- A single large river pump can kill as many as 12,000 fish a day on the Murray-Darling
- The deaths negatively impact the environment and irrigators, who are forced to deal with the mess
- There are calls for screens that prevent the problem to be installed on all irrigation pumps
A fish exclusion screen acts as a physical barrier to stop fish being sucked into large pipes and macerated.
For the first time in New South Wales, a large screen is being installed on a major pump that feeds 33 farms from the Macquarie River, near Trangie.
NSW Department of Primary Industries research scientist Craig Boys said the installation would save hundreds of fish a day.
"It’s a huge opportunity to support the recovery of native fish in the basin," Dr Boys said.
"They've been under a lot of stress lately through drought, and we've all seen the fish kills, so this is a hugely significant project."
Studies have shown a single large river pump can extract 12,000 fish a day.
For irrigators, dealing with the by-products of dead fish is costly and unpleasant.
"Once the fish get stuck in the pipes you can't get them out," irrigator Jim Winter said.
"This is a win-win for us and the environment."
Keen angler and river advocate Matt Hansen has been campaigning for all major pumps in the basin to be screened.

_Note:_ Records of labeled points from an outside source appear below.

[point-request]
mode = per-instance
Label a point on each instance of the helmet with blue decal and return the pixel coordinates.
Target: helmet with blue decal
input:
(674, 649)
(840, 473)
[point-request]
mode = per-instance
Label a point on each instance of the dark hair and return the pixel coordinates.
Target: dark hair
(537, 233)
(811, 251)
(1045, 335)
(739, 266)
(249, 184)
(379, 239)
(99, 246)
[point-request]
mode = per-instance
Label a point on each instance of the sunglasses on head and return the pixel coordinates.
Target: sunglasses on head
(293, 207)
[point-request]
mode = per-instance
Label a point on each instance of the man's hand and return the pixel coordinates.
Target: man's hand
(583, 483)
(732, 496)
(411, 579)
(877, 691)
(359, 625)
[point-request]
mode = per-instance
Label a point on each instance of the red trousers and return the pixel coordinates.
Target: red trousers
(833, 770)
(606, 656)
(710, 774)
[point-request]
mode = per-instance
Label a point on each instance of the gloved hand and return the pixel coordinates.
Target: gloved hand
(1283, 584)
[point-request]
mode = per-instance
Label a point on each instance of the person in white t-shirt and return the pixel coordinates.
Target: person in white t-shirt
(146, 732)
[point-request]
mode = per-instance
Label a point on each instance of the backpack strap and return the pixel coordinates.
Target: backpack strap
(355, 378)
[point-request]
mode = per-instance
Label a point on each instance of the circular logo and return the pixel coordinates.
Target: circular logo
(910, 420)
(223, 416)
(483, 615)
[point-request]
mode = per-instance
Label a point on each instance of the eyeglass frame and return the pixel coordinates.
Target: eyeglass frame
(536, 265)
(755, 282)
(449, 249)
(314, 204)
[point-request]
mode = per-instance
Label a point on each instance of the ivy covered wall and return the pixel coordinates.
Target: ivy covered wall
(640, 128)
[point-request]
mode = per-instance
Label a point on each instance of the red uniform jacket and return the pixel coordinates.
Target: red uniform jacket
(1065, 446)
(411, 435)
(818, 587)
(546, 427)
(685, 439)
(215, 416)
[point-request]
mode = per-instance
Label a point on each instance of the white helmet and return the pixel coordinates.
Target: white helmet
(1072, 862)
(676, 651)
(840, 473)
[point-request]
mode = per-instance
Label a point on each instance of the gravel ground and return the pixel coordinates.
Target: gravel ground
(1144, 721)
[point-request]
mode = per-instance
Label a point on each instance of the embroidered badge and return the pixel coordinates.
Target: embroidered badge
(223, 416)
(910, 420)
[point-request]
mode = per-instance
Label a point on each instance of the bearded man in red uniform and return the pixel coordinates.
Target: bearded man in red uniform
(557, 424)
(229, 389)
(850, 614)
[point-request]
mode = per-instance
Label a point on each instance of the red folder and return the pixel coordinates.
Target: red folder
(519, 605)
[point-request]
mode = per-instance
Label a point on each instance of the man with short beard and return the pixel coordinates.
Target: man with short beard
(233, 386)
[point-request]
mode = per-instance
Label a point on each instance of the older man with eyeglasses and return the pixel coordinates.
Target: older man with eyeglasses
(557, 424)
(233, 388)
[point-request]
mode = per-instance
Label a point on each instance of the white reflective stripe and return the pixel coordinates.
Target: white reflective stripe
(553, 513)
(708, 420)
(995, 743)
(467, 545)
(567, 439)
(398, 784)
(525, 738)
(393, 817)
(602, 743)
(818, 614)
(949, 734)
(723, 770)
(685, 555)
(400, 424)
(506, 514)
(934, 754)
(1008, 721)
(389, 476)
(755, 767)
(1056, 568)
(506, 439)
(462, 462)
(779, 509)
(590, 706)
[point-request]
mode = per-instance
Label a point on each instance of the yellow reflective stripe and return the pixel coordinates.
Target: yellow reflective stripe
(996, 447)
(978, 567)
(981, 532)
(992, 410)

He has even travelled to the United States, where the screens are mandatory, to research best practice.
He says it doesn't make sense for governments to restock rivers with native fish while allowing them to be extracted.
"Restocking native fish is a band-aid solution," he said.
"It's madness to stock two to three million fish a year while sucking 50 to 100 million out.
An example for all
Trangie farmer Jason McCutcheon hoped the technology would be taken up by irrigation groups across Australia.
"We're going to push to have other irrigators come on board so they can see the benefits," Mr McCutcheon said.
The screen installation at Trangie cost $1 million and was paid for by the NSW Government with money made from the sale of environmental water in 2018.